The Advisory, Conciliation and Arbitration Service's (Acas) code of practice for handling disciplinaries and grievances at work was published in November. Business secretary Lord Mandelson has approved it and it is now before Parliament. The code should come into effect on 6 April 2009 and will replace the statutory dispute regulations that were scrapped last year. It retains, in essence, the customary three-step procedure - inform, meet and right of appeal - that should be followed in disciplinary and grievance cases.
Why has Acas produced the new code of practice?
Acas revised the code of practice on disciplinary and grievance procedures (the revised code) in anticipation of the repeal, proposed in the Employment Bill, of the statutory disciplinary and grievance procedures that are currently in force.
The Employment Bill was proposed to simplify and improve all aspects of employment dispute resolution.
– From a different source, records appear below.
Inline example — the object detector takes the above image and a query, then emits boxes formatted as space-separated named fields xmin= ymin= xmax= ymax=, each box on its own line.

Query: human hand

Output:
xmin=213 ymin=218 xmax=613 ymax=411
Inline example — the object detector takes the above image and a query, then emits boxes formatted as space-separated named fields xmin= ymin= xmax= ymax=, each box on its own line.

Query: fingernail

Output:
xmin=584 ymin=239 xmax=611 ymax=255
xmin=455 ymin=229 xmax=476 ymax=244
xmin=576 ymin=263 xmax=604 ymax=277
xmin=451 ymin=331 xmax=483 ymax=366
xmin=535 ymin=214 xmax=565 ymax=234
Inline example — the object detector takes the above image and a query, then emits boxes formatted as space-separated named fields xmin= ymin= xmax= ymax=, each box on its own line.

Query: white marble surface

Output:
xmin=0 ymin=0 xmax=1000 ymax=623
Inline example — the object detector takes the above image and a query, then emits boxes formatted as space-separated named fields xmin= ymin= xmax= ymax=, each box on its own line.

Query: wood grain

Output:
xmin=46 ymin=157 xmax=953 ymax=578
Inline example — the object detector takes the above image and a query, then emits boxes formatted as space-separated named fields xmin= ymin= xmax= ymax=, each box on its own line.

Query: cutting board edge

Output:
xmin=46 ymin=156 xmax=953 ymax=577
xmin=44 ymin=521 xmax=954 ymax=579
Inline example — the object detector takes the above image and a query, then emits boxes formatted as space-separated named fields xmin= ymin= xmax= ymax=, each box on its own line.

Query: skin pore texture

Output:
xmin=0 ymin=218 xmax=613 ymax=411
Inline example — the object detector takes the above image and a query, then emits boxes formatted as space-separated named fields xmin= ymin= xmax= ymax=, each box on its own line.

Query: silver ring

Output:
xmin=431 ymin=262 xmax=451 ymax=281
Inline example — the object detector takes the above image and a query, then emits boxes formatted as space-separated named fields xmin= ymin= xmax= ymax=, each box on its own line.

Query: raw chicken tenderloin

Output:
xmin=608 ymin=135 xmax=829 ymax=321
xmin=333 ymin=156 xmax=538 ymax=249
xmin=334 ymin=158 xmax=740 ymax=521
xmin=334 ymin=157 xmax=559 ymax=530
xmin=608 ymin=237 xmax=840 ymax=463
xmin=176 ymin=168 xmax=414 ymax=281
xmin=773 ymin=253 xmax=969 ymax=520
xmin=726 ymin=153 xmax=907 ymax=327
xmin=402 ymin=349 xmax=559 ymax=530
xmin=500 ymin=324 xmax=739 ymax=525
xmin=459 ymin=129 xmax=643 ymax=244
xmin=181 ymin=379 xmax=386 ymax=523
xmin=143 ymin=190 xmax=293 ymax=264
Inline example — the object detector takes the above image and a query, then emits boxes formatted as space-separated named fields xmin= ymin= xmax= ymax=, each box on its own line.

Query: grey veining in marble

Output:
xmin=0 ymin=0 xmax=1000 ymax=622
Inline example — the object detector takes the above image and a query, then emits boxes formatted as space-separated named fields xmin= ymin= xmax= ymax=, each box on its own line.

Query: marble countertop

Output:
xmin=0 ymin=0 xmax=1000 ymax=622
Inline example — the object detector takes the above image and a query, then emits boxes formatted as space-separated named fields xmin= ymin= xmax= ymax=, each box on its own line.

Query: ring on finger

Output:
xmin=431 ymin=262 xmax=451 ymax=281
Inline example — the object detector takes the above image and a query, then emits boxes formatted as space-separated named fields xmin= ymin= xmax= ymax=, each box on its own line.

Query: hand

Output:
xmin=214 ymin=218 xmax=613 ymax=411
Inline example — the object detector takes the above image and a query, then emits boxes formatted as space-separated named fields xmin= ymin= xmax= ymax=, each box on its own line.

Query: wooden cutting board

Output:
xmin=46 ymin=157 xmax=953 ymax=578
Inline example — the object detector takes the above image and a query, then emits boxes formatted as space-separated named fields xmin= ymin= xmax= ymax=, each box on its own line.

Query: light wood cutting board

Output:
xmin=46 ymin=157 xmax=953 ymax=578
Following recent Royal Assent, the Employment Bill is now the Employment Act 2008 (the Act) and the relevant sections of the Act that will repeal the statutory dismissal and disciplinary procedures are expected to come into force in April 2009.
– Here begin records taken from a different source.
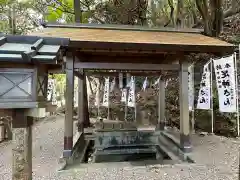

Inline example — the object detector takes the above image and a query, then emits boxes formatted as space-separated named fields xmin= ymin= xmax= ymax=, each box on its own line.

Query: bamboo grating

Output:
xmin=30 ymin=28 xmax=233 ymax=47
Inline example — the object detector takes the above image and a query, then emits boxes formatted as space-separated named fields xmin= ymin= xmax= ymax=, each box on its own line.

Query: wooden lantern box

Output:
xmin=0 ymin=67 xmax=48 ymax=108
xmin=0 ymin=34 xmax=68 ymax=109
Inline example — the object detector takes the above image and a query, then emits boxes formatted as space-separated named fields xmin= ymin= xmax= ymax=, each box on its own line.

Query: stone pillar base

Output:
xmin=12 ymin=127 xmax=32 ymax=180
xmin=180 ymin=134 xmax=192 ymax=153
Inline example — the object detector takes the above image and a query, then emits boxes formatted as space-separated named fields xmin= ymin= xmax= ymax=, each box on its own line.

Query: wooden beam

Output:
xmin=85 ymin=71 xmax=162 ymax=77
xmin=74 ymin=0 xmax=82 ymax=23
xmin=75 ymin=62 xmax=180 ymax=71
xmin=75 ymin=52 xmax=167 ymax=64
xmin=69 ymin=40 xmax=236 ymax=54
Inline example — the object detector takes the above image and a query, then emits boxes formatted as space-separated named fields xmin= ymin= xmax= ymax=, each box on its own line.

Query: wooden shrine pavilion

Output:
xmin=0 ymin=23 xmax=235 ymax=179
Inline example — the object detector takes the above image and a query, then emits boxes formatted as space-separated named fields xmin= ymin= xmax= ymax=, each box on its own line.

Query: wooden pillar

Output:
xmin=179 ymin=62 xmax=192 ymax=152
xmin=78 ymin=69 xmax=85 ymax=132
xmin=63 ymin=52 xmax=74 ymax=158
xmin=158 ymin=78 xmax=165 ymax=130
xmin=74 ymin=0 xmax=82 ymax=23
xmin=12 ymin=109 xmax=33 ymax=180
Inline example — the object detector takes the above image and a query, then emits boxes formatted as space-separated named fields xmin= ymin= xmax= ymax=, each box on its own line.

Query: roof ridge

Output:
xmin=42 ymin=23 xmax=203 ymax=34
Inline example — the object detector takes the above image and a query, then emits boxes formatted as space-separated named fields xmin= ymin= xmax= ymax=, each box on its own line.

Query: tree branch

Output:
xmin=223 ymin=0 xmax=240 ymax=18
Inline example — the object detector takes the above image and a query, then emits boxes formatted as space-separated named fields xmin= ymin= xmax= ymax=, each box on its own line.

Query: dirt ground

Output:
xmin=0 ymin=116 xmax=240 ymax=180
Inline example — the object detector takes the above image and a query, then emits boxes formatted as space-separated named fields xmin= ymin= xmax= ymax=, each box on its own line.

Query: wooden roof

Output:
xmin=29 ymin=22 xmax=235 ymax=53
xmin=0 ymin=34 xmax=68 ymax=64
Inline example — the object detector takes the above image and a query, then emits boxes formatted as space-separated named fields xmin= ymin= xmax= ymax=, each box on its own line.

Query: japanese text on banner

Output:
xmin=128 ymin=76 xmax=135 ymax=107
xmin=121 ymin=88 xmax=127 ymax=103
xmin=102 ymin=77 xmax=110 ymax=107
xmin=188 ymin=65 xmax=194 ymax=110
xmin=197 ymin=64 xmax=212 ymax=109
xmin=214 ymin=55 xmax=237 ymax=112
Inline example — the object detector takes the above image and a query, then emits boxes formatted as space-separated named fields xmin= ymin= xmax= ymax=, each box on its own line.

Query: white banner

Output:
xmin=197 ymin=63 xmax=212 ymax=110
xmin=213 ymin=55 xmax=237 ymax=112
xmin=118 ymin=73 xmax=123 ymax=89
xmin=128 ymin=76 xmax=135 ymax=107
xmin=121 ymin=89 xmax=127 ymax=103
xmin=188 ymin=65 xmax=194 ymax=111
xmin=102 ymin=77 xmax=110 ymax=107
xmin=142 ymin=77 xmax=148 ymax=91
xmin=110 ymin=78 xmax=116 ymax=92
xmin=153 ymin=77 xmax=160 ymax=86
xmin=95 ymin=85 xmax=100 ymax=107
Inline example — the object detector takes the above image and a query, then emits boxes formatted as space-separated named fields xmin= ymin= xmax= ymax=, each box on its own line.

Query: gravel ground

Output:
xmin=0 ymin=114 xmax=240 ymax=180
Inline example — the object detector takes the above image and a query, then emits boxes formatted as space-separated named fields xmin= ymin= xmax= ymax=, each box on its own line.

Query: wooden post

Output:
xmin=12 ymin=109 xmax=33 ymax=180
xmin=74 ymin=0 xmax=82 ymax=23
xmin=179 ymin=62 xmax=192 ymax=152
xmin=63 ymin=52 xmax=74 ymax=158
xmin=158 ymin=78 xmax=165 ymax=130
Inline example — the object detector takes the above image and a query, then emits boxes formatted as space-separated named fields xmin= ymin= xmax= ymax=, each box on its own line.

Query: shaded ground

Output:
xmin=0 ymin=117 xmax=240 ymax=180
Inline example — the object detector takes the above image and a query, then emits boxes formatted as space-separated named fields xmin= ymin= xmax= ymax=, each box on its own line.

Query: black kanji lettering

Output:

When will the revised code come into force?
Acas issued an initial draft of the revised code in May 2008 for consultation purposes. Following consultation, a second draft was issued, which has been approved by the Department for Business, Enterprise and Regulatory Reform, but it still needs to be put before Parliament for approval.
Acas intends that the revised code will come into effect on the same day as the relevant parts of the Act, in April 2009. It has confirmed it will also publish, around this time, non-statutory guidance for handling disciplinary and grievance issues in the workplace.
What is the purpose of the revised code?
The purpose will remain the same as before: it will provide guidance on disciplinary and grievance matters in the workplace. However, this will take the form of broad principles rather than the prescriptive guidance required under the current statutory procedures.
The revised code will remain a primary guide for procedural fairness and the extent to which it has been followed in any dismissal situation will be taken into account by an employment tribunal.